At the root of Jung’s complex idea of the archetype is his conclusion that the mandala – a circle with varied internal organisation, often populated with a confluence of triangles – represents a primary structural element of the human psyche. The circle is present in the Hindu concept of Samsara: the endless circle of birth and death and sacred time. Another remarkable manifestation appears in the figure of the ouroboros: born in ancient Egypt and later adopted in Hellenic culture, the symbol of alchemy shows a snake or dragon eating its own tail. Before the invention of the wheel, in Palaeolithic times, humans drew circles, and throughout the ages, circles have appeared in temple architecture and in the design of ancient cities.

Geometry abounds in the work of Dagoberto Rodríguez, both as an individual artist and in his previous collaborative practice as a member of Los Carpinteros. Geometría Popular brings Rodríguez’ trademark cloning of architecture and domestic objects into action, gaining, through the mediums of film and choreographed performance, a new expression of geometric shapes’ potential. In Geometría Popular, the foundations of his detailed watercolours and sculptures operate as cyphers of an enduring political dilemma.

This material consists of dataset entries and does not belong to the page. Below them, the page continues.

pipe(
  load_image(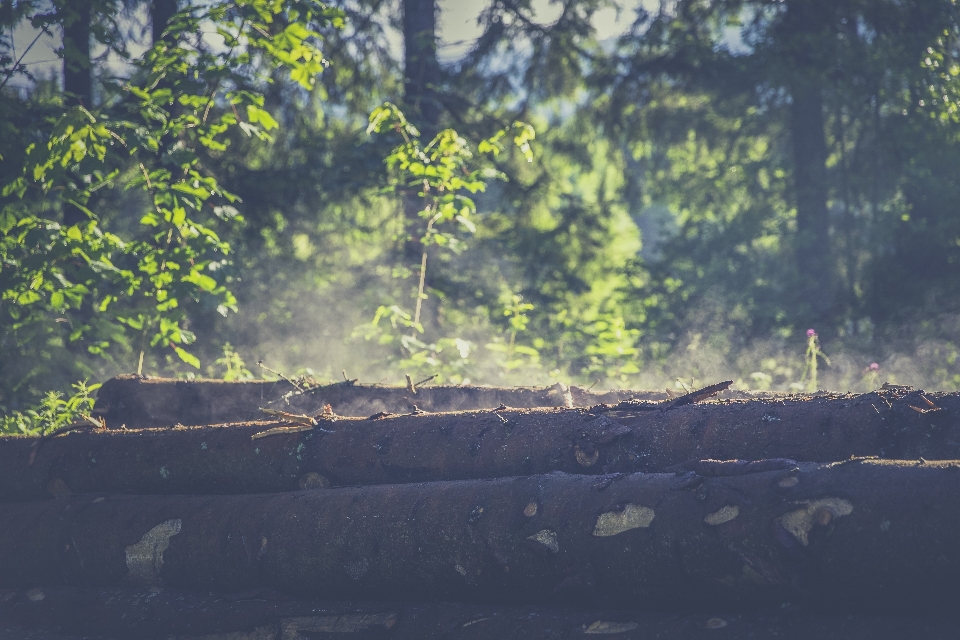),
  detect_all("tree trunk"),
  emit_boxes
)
[0,384,960,501]
[403,0,440,134]
[58,0,93,108]
[785,0,835,322]
[0,587,960,640]
[402,0,440,326]
[0,461,960,615]
[57,0,93,228]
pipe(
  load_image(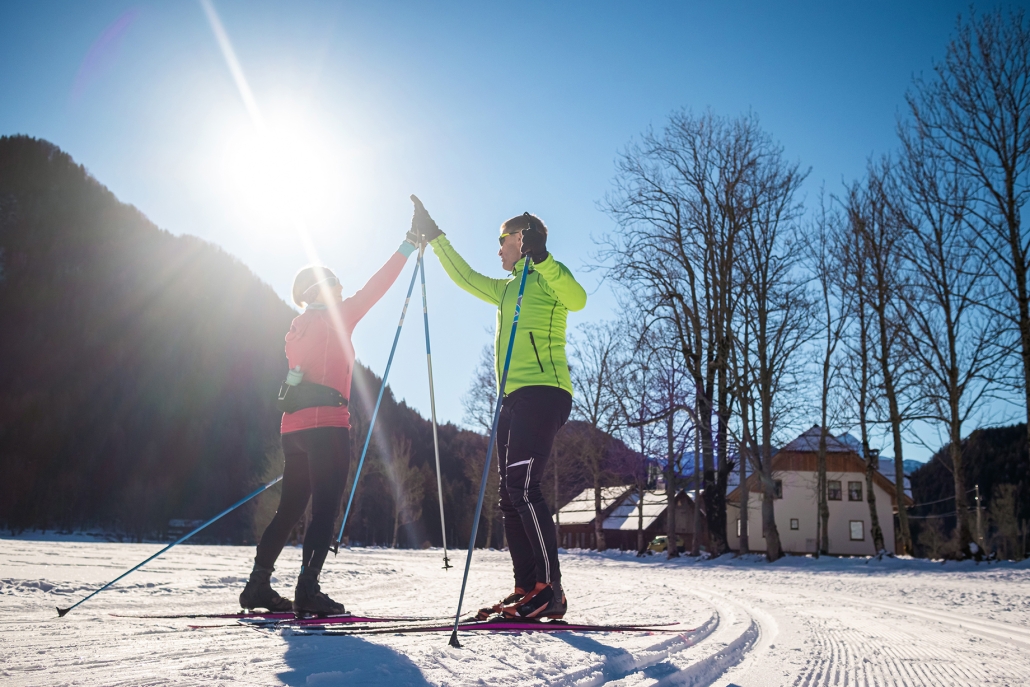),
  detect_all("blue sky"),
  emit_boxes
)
[0,0,1013,459]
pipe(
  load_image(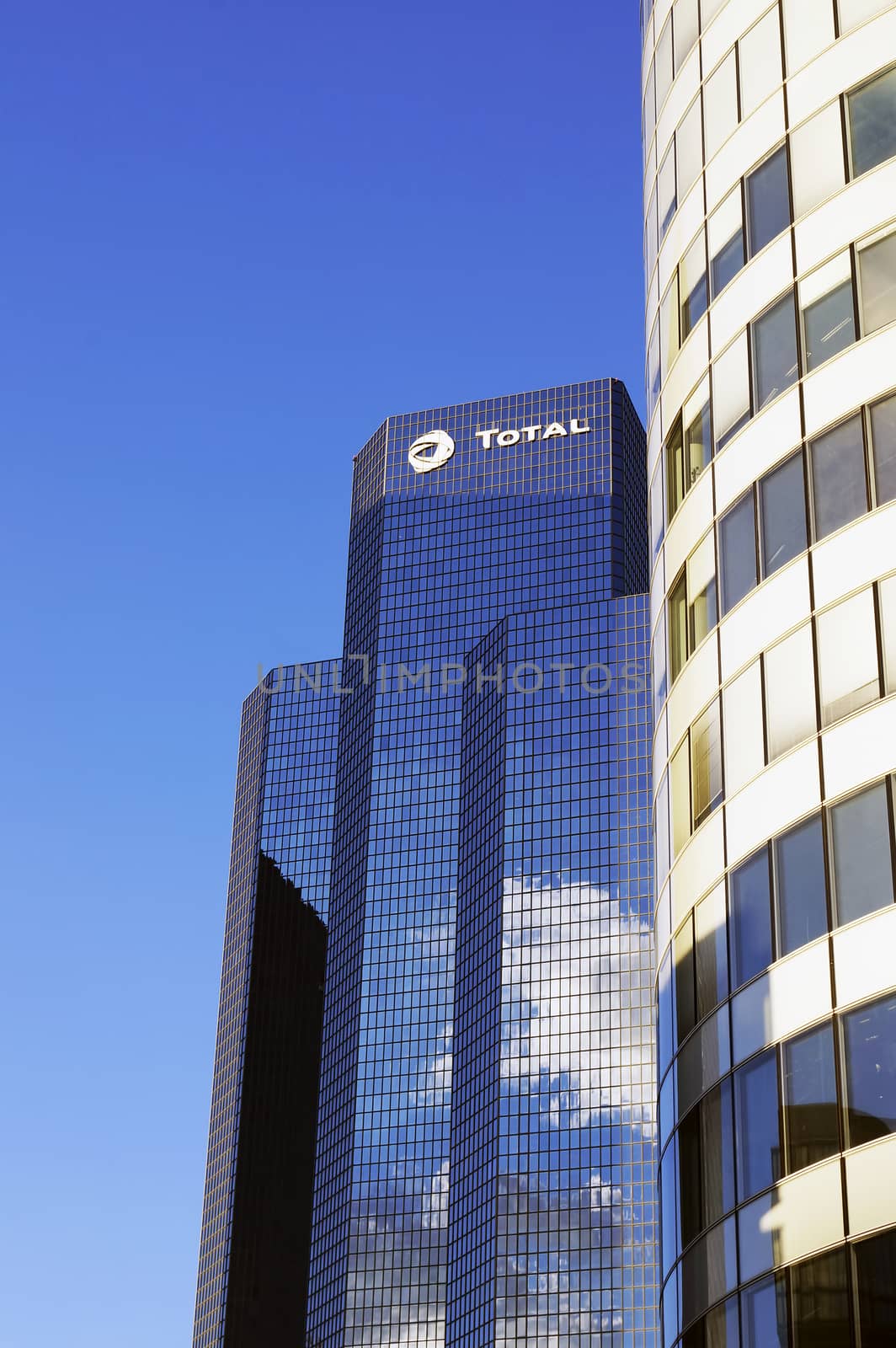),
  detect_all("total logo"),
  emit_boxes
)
[407,416,591,473]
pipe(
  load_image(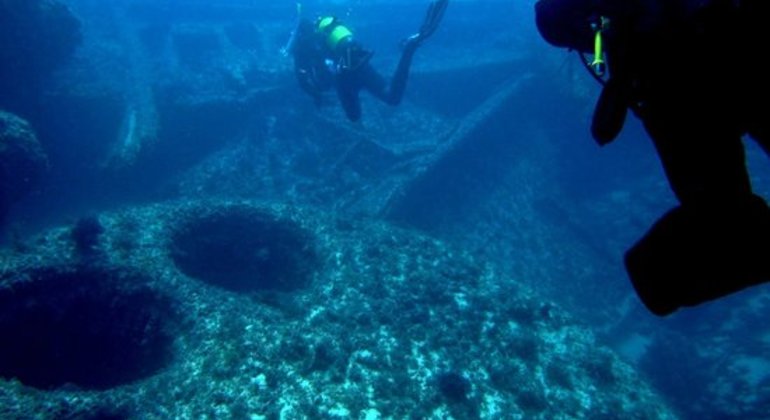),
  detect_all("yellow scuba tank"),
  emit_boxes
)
[317,16,353,51]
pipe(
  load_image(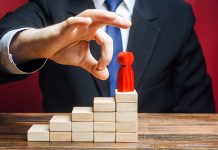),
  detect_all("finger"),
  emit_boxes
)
[61,17,92,28]
[95,29,113,70]
[79,48,109,80]
[78,9,132,28]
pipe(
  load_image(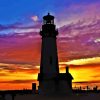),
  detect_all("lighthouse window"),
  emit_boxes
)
[50,56,52,64]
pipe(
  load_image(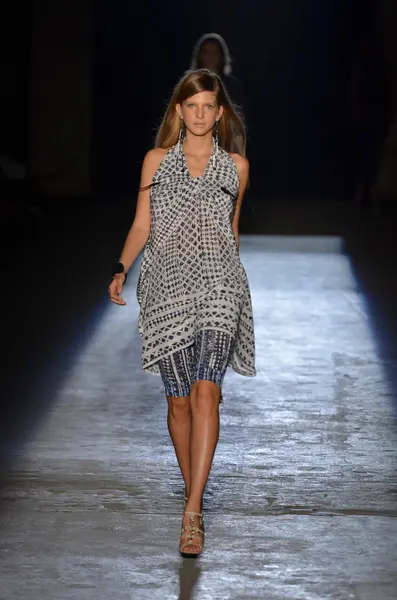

Dagoberto Rodríguez Sanchez was born in 1969 in Caibarién, Las Villas and graduated from Instituto Superior de Arte (ISA), La Habana, Cuba in 1994. In 1992 he co-founded the collective Los Carpinteros. Their works have been exhibited in museums and institutions around the world. Los Carpinteros separated in 2018, and Dagoberto Rodríguez currently works between La Habana and Madrid.